My grandmother was a beneficiary of these education reforms, and a pupil of Arthur Street School. Born in 1913, and attending Arthur Street until Standard 6, Florence Doreen Parsons could write as well as anyone with a higher education; competently calculate and pay her bills; and read the newspaper (and frequently comment in it).

Despite being orphaned as a child, Gran was a sociable, knowledgeable, quick-witted role model throughout her long life. At 14, she left school to work in a Dunedin boot factory - a path taken by many for whom primary school was their only formal education. Her story shows how state education, even with its limitations, gave her skills that collectively helped build the nation. So yet again, we can turn to Arthur Street School’s history to appreciate that.

The Southern Heritage Trust believes that within context of its location, the infants’ building forms one part of a historic group of structures representing primary and secondary development in New Zealand - that removing the building would dismantle. It sits high on the hill next to Dunedin’s first cemetery on its southern side, and on the north side are the stone structures of Otago Boys’ High School, established 1863. Just down the hill is New Zealand’s first girls’ secondary school, Otago Girls’, established 1871.
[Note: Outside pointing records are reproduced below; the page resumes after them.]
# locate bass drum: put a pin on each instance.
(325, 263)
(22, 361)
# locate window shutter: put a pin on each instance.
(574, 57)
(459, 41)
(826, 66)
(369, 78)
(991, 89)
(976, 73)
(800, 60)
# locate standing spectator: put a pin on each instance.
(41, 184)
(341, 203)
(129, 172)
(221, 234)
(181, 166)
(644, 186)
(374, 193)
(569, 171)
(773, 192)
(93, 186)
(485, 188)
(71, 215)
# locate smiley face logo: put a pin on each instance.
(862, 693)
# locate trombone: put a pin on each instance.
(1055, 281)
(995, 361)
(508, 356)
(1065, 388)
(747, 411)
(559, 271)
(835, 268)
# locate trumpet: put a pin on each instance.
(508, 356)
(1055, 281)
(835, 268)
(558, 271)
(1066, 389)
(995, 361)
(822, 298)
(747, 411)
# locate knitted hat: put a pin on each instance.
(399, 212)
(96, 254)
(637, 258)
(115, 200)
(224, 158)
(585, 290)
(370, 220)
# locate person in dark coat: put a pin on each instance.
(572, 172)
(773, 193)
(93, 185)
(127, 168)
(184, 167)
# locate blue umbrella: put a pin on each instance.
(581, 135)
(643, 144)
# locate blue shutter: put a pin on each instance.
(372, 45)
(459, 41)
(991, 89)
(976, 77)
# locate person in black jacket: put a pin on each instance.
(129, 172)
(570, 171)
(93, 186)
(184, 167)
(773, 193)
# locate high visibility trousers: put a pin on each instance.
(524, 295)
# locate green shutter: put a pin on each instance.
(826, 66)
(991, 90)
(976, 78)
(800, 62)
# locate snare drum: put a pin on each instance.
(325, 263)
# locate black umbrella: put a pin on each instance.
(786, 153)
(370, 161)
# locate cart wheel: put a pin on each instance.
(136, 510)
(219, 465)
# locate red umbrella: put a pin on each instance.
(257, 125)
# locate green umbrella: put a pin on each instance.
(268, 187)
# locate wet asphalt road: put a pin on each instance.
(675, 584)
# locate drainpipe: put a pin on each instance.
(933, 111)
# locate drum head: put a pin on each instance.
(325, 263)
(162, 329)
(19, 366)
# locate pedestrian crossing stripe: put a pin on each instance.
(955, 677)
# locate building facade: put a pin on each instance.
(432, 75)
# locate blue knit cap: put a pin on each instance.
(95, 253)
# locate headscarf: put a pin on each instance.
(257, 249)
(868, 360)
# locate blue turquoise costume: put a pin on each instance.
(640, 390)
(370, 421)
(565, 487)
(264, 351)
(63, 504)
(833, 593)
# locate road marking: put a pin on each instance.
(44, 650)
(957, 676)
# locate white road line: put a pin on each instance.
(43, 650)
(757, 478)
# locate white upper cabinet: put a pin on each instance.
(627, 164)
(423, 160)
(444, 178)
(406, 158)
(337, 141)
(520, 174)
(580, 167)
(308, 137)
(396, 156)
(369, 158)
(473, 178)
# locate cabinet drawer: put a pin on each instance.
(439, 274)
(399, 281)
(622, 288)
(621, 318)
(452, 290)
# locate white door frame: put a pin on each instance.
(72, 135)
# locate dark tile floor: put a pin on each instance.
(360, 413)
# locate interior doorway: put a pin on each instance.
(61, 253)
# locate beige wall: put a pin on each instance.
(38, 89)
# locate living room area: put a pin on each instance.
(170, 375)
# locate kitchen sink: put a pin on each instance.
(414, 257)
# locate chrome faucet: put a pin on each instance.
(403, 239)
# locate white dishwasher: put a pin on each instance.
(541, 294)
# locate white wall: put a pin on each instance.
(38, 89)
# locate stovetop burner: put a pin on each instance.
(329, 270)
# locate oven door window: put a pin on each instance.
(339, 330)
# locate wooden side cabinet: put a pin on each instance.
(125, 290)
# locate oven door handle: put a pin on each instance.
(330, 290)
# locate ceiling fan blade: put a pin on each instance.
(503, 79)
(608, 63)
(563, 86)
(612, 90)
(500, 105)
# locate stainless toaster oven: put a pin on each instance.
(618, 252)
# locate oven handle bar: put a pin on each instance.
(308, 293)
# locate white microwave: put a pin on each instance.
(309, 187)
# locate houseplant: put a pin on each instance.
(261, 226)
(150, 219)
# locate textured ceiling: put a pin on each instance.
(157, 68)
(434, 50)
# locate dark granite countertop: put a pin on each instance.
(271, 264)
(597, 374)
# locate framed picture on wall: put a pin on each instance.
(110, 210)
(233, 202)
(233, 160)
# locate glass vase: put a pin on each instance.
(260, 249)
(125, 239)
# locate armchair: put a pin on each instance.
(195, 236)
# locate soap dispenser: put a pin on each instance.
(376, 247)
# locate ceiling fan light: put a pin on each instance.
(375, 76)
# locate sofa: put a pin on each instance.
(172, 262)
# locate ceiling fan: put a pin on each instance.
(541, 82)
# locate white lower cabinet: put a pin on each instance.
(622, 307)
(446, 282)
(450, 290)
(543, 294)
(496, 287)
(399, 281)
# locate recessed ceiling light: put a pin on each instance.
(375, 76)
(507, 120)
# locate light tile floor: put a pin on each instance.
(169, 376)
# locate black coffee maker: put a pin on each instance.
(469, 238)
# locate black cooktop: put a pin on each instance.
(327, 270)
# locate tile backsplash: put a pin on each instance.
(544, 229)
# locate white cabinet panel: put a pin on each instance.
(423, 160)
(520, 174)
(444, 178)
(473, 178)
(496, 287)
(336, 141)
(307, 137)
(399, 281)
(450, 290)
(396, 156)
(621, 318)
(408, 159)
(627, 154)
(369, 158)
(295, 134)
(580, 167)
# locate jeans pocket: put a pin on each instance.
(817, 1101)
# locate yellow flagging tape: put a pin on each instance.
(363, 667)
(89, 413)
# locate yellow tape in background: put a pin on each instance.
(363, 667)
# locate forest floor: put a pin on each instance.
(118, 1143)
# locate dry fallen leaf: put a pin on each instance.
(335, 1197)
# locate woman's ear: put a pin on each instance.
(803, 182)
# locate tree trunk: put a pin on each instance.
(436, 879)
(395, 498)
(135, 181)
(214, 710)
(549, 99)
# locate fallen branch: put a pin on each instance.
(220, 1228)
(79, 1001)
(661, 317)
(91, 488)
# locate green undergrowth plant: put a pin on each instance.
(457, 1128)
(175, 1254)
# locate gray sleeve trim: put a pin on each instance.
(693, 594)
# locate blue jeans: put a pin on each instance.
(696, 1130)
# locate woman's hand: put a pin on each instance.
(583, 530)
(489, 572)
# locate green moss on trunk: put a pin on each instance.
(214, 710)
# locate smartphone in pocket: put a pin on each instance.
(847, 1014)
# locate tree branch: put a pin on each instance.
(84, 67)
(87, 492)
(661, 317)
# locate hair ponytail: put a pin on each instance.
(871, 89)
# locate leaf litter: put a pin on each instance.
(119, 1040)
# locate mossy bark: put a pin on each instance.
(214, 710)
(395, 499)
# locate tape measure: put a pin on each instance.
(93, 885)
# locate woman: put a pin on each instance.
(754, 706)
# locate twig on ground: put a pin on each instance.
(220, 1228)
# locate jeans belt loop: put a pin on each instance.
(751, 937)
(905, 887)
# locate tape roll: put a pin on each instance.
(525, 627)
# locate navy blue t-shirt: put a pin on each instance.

The school’s HNZ listing also reflects merit as a surviving example of a typical wooden school building with original high-pitched slate roof still intact. It was constructed using a standard classroom template designed and supervised by Education Board architect John Somerville, responsible for most Otago schools built between 1877 and 1901.

The Southern Heritage Trust believes that the removal of the historic infants’ building would be especially out of kilter following Jacinda Ardern’s announcement last year that our national history is, finally, deemed important enough to be taught in our schools. The plan, to be enacted from 2022, and currently under curricula development by the ministry, is that history teaching should also include the story of first contact and colonial development in the 19th and early 20th centuries.

What an incredible opportunity for young imaginative minds of Arthur Street School to have history classes brought to life in a tangible historic classroom where prior kindred souls were also taught. What fodder for school projects? Except, ironically, that’s not a vision that appears to have crossed the minds of the proponents of a new school that turns its back on the historic asset in their back yard.

The ministry’s public advertisement for the tender process provides no imperative for tenderers to incorporate the infants’ building in the design. There is no mention of a requirement to work with the historic (and by rights, protected) building. If retaining the wooden building in situ was part of the specifications for the tender, then whoever tendered would need to come up with an innovative way to include the building within the new design, and equally satisfy the needs of a growing fit-for-purpose school.

The trust believes this is entirely possible, with the will. Ironically, recent generous ministry funding to improve one of the historic Otago Boys’ buildings next door shows the precedent has been made.

The infants’ building needs to be retained on its present site and afforded the recognition and respect its heritage status deserves. It is in relatively good condition. We strongly urge that the Ministry of Education goes back to the drawing board, and consults with the wider community, staff and parents.

We believe their foresight and innovation, if they tread this path, will be well rewarded; both in terms of the future learning opportunities for Arthur Street’s children, and the continued maintenance of the city’s built heritage.